Last September the EU Commissioner Franz Fischler tabled three options to amend the current 35-year-old sugar regime. The first option extends the present regime - based on flexible quotas and price intervention - beyond 2006 and would keep intact the current common market organisation.

The second scenario - and the one favoured by the BCCCA - looks at the impact of reducing internal EU prices - undoubtedly severe on Europe's key sugar producers, among them British Sugar, Danisco and Tate & Lyle. To soften the blow, the Commission looked at the possibility of introducing the single farm payment - the backbone of recent CAP reform - into the sugar sector.

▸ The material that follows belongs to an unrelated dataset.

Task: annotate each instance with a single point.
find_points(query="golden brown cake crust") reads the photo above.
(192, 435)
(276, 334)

The third option embraces full liberalisation which in effect would mean abolishing the current domestic EU price support system, abandoning production quotas and totally removing import tariffs and quantitative restrictions on imports. Observers estimate this would translate as a 75 per cent loss in sugar production for Europe.

In an interview with FoodNavigator.com at the beginning of the year Jean-Louis Barjol, at the Committee of European Sugar Producers in Brussels said the sugar producers were gunning for a fourth option, not covered by the Commission. The producers want to see controlled, managed imports. "We have asked the Commission to look at how to effectively manage an import, sugar-quota regime,"​ said Barjol.

The European beet growers' association (CIBE) estimates that 500,000 jobs in the EU depend on the current common market organisation (CMO) sugar regime, in place since 1968.